Rue. Pétersbourg, Russie – Dans sa politique étrangère, la Russie a tendance à favoriser le hard power de la puissance militaire et les exportations de pétrole et de gaz. Mais ces derniers mois, le Kremlin a remporté une victoire diplomatique radicale d’une source inattendue: le succès du vaccin contre le coronavirus Spoutnik V.
Alors que les États-Unis et les pays européens ont étudié ou mis en œuvre une interdiction d’exportation de vaccins pour faire face à la pénurie dans leur pays, la Russie a suscité des éloges en partageant son vaccin avec des pays du monde entier dans un acte clair d’intérêt personnel éclairé.
Jusqu’à présent, plus de 50 pays d’Amérique latine et d’Asie ont commandé 1,2 milliard de doses du vaccin russe, ce qui a poli l’image du drapeau russe et accru l’influence de Moscou dans le monde.
Cependant, les choses en Russie ne sont pas toujours ce qu’elles semblent être, et cette victoire apparente de la diplomatie du soft power n’est peut-être pas tout ce que le Kremlin voudrait que le monde pense. Si le Spoutnik V est indubitablement efficace, la production est à la traîne, ce qui soulève la question de savoir si Moscou promet d’exporter beaucoup plus de vaccins qu’elle ne peut en fournir, et de le faire aux dépens de ses citoyens.
Dmitry Kulich, professeur à l’Institut Skolkovo des Sciences et Technologies de Moscou, a déclaré que le nombre réel de doses distribuées en Russie était un secret d’État. Néanmoins, les responsables russes sont fiers d’exporter d’énormes quantités de vaccins et apprécient l’éclat chaleureux de la diplomatie vaccinale qui est née.
« Le soft power est le fossé vaste et croissant de la position mondiale de la Russie », a déclaré Cliff Copchan, président du groupe consultatif sur les risques du groupe Eurasia et ancien diplomate américain, lors d’un entretien téléphonique. « S’ils jouent leurs cartes ici, les vaccinations pourraient être très importantes. »

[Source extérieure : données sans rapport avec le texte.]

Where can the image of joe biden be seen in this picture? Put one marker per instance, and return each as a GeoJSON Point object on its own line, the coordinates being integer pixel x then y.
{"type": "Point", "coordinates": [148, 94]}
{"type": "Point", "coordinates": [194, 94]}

Avec une pénurie de vaccins laissant le monde sans protection, même si des variantes dangereuses de la misère se répandent, un vaccin russe pourrait également être important dans la lutte mondiale contre une pandémie – s’il y en a assez pour la surmonter.
Vendredi, le président Biden a donné un certain soulagement en annonçant que son administration respecterait son engagement de faire un don 4 milliards de dollars Pour l’effort international visant à accélérer la fabrication et la distribution de vaccins. De nouvelles promesses ont été faites par l’Union européenne, le Japon, l’Allemagne et le Canada.
Mais il faut davantage, d’autant plus que les scientifiques l’ont clairement indiqué Aucun pays n’est vraiment sûr Jusqu’à ce que tout soit fait, car la propagation continue pourrait conduire à plus de variantes.
Les responsables européens – qui ont été critiqués pour leurs erreurs dans la distribution de vaccins – ont commencé à repousser la commercialisation agressive de Spoutnik par la Russie, suggérant que ce n’est pas la solution aux problèmes mondiaux. Au moins pas encore.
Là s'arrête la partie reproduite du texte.